Since the Law & Justice party gained an absolute majority in parliament in October, it has not fully declared that it will ban abortion but its MPs attempted the move under the previous coalition with the centrist Civic Platform party.

The avowed feminist politician Barbara Nowacka, leader of the United Left coalition, called for defenders of the constitution to embrace women’s rights. “The defence of democracy and equality go together. Poland has taken several steps backwards in the past couple of weeks. Issues such as women’s equality and LGBT rights seem suddenly to have been cancelled as unimportant.”

Law & Justice triumphed in the elections on a mix of social and nationalistic promises: hostility to migrants, pledging to stand up to exploitative foreign investors and banks, reducing the retirement age and introducing a 500 złoty (£86) a month child grant. Crucially, the campaign had the blessing of conservative bishops.

“It’s payback time for the church,” said Jacek Kucharczyk of the Institute of Public Affairs. “Law & Justice swept up the armies of people who had stood on church steps for eight years, bearing petitions against abortion and IVF. They were part of the church’s campaign against what it sees as morally regressive so-called gender ideology, perceived as being imposed by western Europe.”

Law & Justice’s success at conflating Europe with moral decay creates a difficult challenge for rights activists whose strongest weapons are often international treaties. Among the government’s ambitions is to withdraw from the Council of Europe’s convention on preventing and combating violence against women and domestic violence, known as the Istanbul convention.

Women’s leaders want to regain lost ground. In a special joint communique entitled Congress of Women against Law & Justice, activists denounce a ruling party that “evokes the stereotype of the traditional role of women and seeks to limit the autonomy and freedom of women”.
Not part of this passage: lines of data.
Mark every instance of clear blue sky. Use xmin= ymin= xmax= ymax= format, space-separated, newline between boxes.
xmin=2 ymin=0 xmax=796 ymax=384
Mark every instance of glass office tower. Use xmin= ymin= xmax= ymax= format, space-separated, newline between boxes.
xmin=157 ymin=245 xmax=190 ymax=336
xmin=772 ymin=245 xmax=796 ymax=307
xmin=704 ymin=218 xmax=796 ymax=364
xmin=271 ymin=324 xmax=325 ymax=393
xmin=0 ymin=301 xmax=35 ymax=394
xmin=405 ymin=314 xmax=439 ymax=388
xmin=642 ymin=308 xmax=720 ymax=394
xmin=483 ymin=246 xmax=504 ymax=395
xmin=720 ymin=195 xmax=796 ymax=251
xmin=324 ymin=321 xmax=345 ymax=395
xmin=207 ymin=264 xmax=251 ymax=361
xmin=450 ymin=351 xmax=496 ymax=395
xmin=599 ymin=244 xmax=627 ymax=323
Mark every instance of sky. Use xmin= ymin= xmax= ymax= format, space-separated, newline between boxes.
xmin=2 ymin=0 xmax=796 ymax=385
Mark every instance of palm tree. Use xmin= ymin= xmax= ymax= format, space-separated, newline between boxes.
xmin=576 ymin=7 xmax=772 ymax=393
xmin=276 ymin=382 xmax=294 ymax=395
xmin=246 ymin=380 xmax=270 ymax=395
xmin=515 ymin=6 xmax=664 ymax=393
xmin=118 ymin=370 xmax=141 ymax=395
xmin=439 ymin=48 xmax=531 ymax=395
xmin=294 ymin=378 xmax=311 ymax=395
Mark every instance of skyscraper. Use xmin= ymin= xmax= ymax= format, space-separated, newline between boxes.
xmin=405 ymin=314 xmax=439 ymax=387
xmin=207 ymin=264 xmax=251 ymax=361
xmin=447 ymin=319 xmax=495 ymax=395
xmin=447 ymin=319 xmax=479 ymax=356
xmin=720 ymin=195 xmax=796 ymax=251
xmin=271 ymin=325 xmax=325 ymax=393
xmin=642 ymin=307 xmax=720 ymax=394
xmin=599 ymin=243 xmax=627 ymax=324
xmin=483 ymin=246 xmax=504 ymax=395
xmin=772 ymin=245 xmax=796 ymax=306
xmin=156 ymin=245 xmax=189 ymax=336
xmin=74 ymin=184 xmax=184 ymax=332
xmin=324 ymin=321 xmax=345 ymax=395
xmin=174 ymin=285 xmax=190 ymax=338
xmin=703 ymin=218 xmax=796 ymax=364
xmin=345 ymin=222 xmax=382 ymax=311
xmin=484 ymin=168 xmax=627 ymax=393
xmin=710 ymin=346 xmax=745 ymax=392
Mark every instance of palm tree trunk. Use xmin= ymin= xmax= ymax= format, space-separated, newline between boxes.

The congress, one of the largest women’s associations in eastern Europe, says it intends to launch an ongoing audit of the government’s record on human rights. It will focus on the promised child grant, which it fears could negatively affect existing means-tested benefits for poorer women.

Congress committee member Agnieszka Graff said: “The general philosophy [of Law and Justice] is the rejection of individual rights in favour of family rights. Abortion is high on the list. It would be banned even in the case of rape. There is speculation that the government is looking at introducing a three-year prison sentence for doctors who perform illegal abortions.

“There will be moves against gender studies in universities and a clampdown against schools that try to offer sex education. Subsidised cultural institutions will be very exposed.”

An early signal was sent in November, when the culture minister tried to ban a “pornographic” production of a play by the feminist writer Elfriede Jelinek.